[quote]LIFTICVSMAXIMVS wrote:
countingbeans wrote:
LIFTICVSMAXIMVS wrote:
Berserkergang wrote:
Making money without working is parasitism.
It’s that fucking twisted mindset “getting rich without working and producing anything” which is killing our economy.
Owning stock is not passive in the least.
no management powers = absolutely passive.
How does an investor decide which stocks to pick. Even choosing a fund manager requires activity. [/quote]
You don’t get it, and we are looking two sides of the same coin.
The act of choosing and buying stock takes “activity” on your part yes, but owning stock is passive. You cannot collectively report earned income & interest and dividends anywhere. Not on financials, not on a 1040, not on a 1065, nowhere.
If you do not partake in management (actively participate) of a corporation of which you own, it is passive income by definition. (And even then earned income (salaries) are reported separately from investment income.)

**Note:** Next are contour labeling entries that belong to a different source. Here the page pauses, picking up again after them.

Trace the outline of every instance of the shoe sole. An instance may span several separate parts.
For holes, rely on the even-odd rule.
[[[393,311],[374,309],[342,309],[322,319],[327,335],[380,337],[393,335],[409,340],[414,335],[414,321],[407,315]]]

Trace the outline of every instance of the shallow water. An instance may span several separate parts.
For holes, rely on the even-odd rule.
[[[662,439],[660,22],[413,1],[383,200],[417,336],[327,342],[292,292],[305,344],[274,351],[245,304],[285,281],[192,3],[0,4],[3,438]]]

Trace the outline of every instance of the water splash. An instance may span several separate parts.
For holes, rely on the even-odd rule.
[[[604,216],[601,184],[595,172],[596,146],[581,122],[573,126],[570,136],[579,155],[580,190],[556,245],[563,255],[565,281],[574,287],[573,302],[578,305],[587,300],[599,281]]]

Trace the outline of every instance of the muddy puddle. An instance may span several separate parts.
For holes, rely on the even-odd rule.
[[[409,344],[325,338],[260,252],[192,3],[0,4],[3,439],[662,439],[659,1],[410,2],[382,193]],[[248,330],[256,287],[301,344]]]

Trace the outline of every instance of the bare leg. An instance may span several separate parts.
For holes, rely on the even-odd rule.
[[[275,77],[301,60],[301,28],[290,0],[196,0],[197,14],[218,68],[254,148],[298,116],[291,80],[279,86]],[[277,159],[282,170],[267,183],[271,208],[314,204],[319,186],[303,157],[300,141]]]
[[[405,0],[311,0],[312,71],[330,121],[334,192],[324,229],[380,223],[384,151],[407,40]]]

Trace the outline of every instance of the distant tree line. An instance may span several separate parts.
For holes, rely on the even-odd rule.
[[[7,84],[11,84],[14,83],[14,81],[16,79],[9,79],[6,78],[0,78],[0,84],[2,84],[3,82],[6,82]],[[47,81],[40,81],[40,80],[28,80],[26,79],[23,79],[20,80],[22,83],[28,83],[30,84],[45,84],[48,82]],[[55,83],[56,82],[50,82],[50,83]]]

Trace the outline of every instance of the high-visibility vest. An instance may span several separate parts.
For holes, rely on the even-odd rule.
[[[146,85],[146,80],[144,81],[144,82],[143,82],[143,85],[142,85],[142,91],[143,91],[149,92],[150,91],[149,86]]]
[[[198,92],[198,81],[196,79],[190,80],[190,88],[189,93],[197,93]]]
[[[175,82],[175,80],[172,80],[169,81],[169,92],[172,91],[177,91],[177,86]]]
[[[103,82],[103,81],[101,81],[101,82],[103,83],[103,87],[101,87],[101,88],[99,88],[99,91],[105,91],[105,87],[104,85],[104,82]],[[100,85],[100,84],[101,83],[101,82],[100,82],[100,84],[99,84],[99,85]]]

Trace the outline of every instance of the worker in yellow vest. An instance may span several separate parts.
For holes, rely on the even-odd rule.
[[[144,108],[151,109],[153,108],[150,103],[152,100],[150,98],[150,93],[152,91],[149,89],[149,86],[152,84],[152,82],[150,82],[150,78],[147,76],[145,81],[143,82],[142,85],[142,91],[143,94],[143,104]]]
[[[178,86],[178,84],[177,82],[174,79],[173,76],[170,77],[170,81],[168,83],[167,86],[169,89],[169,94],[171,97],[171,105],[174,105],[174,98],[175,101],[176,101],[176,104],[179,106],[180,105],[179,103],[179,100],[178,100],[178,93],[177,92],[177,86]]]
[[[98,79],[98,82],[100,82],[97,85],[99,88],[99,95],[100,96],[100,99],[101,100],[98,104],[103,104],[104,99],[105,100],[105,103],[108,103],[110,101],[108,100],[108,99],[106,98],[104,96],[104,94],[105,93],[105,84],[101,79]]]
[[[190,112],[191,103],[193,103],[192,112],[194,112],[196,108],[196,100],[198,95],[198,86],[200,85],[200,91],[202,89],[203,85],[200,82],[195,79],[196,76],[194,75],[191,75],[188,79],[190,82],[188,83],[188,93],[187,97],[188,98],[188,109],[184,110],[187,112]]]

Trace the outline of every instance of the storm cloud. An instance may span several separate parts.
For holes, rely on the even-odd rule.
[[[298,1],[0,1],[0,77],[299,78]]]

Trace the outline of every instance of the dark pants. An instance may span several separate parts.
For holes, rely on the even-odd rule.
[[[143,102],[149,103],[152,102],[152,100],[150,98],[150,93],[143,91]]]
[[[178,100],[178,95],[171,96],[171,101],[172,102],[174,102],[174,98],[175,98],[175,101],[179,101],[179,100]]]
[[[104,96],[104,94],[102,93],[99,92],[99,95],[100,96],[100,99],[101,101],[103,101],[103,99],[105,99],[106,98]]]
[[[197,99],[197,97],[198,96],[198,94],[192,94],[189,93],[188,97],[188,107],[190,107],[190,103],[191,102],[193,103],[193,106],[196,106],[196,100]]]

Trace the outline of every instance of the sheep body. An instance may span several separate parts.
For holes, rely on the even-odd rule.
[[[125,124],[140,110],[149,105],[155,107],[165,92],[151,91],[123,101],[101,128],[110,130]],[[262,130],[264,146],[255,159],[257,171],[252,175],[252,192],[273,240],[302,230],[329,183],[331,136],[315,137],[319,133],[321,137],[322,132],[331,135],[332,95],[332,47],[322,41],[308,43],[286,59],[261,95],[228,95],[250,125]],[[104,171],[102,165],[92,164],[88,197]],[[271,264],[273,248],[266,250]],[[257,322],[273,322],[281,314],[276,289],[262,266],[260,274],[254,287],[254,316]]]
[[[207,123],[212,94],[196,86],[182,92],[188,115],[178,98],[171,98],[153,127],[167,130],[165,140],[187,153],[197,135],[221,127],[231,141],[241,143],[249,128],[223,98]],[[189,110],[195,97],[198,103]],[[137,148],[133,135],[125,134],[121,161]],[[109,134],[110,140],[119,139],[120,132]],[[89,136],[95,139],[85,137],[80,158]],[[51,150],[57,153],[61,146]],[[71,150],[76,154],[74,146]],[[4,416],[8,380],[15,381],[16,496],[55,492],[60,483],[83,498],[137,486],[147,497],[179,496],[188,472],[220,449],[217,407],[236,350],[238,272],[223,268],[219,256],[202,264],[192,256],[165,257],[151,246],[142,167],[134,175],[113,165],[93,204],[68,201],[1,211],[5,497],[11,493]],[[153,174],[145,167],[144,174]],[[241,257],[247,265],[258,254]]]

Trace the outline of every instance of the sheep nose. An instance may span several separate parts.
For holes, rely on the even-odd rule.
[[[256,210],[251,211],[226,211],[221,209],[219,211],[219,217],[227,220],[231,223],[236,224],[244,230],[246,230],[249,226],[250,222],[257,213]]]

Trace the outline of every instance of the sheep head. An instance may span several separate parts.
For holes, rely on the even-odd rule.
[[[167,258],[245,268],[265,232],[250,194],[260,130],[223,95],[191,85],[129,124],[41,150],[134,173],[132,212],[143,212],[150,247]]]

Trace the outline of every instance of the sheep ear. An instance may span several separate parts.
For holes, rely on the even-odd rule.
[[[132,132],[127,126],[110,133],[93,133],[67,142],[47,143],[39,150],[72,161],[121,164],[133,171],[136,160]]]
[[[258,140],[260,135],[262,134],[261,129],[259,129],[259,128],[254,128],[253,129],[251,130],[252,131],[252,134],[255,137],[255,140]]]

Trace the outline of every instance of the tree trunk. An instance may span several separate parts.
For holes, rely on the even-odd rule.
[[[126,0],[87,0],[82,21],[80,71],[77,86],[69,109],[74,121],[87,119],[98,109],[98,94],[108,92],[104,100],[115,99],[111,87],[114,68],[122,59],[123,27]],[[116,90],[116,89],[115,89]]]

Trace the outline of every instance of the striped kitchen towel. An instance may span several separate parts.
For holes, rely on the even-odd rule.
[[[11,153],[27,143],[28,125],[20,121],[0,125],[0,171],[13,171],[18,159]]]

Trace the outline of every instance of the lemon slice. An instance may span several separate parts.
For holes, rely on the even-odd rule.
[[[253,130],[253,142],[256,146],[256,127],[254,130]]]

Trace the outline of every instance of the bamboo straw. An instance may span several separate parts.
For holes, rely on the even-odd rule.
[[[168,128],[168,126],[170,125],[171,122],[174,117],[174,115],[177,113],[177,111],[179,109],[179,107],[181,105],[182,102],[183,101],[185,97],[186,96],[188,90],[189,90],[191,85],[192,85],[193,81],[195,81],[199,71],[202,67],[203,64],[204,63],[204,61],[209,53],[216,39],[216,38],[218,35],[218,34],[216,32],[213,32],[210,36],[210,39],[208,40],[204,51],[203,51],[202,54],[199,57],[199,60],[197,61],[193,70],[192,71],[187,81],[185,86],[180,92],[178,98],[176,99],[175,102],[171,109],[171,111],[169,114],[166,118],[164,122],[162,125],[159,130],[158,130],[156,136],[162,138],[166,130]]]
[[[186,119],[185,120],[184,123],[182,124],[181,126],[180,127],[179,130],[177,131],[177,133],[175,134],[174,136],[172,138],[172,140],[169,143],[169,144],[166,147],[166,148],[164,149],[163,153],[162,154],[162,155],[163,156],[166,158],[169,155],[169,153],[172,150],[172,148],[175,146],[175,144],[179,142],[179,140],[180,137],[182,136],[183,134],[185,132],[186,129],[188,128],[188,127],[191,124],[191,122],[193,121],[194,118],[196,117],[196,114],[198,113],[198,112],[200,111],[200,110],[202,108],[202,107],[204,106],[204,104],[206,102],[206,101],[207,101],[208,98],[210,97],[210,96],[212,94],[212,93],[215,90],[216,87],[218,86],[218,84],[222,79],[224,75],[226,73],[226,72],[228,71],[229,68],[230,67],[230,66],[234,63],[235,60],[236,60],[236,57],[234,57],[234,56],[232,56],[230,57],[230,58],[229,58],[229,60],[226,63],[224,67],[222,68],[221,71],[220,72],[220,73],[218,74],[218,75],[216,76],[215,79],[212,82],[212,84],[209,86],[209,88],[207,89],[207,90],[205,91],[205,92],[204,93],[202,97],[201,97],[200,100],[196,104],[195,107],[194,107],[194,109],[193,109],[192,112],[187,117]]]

[quote] A Stockholder provides businessman with needed capital to produce goods.
instead of businessman use corporation, and put the period after capital and then your sentence is accurate. Otherwise your making a lot of assumptions.
Well, what would a corporation do with out investors to provide them capital. [/quote]
There are quite a few alternatives to equity financing.
[quote]He shares in on the profits of a successful company but he also suffers the losses too.
Yes and no. Your share of the profits are dividends, the corp retains more than it pays out, and debt financing is much cheaper and more beneficial, so bond holders often get paid first and more per dollar invested.
The only loses shareholders suffer are the initial investment. The corp’s losses are so much more substantial, it’s not even remotely close to comparable enough to use the word share.
If his stock loses value does he not suffer? If the company goes bankrupt does he not suffer a total loss?
[/quote]
ALL the shareholder loses is the INITIAL investment. That is it. If you buy $1,000 of stock, at $10 a share today, and it is worth zero tomorrow what have you lost? If you said $1,000 you are correct. That is it. What has the corporation lost? Quite a bit more than $1,000. The word share doesn’t fit this situation.